This is interest: a small, delicate, flame. They already got _started_
watching videos, and want to ramp it up with more details. I think the
increase in complexity ought to be gradual and match their toolbox: not too
trivial to cause boredom, and not too complex to completely discourage them. I
think actually getting started, not quitting, and picking up the necessary
tools along the way to solve problems as they arise is one approach.

They will equip their toolbox with calculus, linear algebra, statistics, and
all the things that brilliant people spent lifetimes building on top of each
others' work throughout humanity's existence. They may even fall in love with
these disciplines and pursue them for their own sake, but it is not
lennyscales' ask. Mastering these is not necessary to _get started with ML_ ,
no more than mastering computation theory and symbolic logic are necessary to
_get started with programming_.

This reply is given with bold assumptions on what you meant in yours, since it
was an objection against an approach without a recommendation for another.
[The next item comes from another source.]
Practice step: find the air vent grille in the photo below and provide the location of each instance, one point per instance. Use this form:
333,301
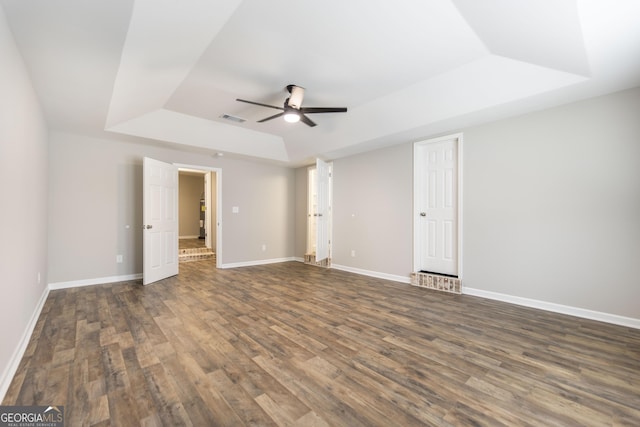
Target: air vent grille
233,118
My
assumptions could be wrong.

------
krimuthu
You should take a look at Grokking Deep Learning[1] by Andrew Trask. Its one
of the few books on Deep Learning which a student with high school mathematics
knowledge can read and understand. DL is about programming the computer so its
expected you would be able to write code using python.

[1]: [https://www.manning.com/books/grokking-deep-
learning](https://www.manning.com/books/grokking-deep-learning)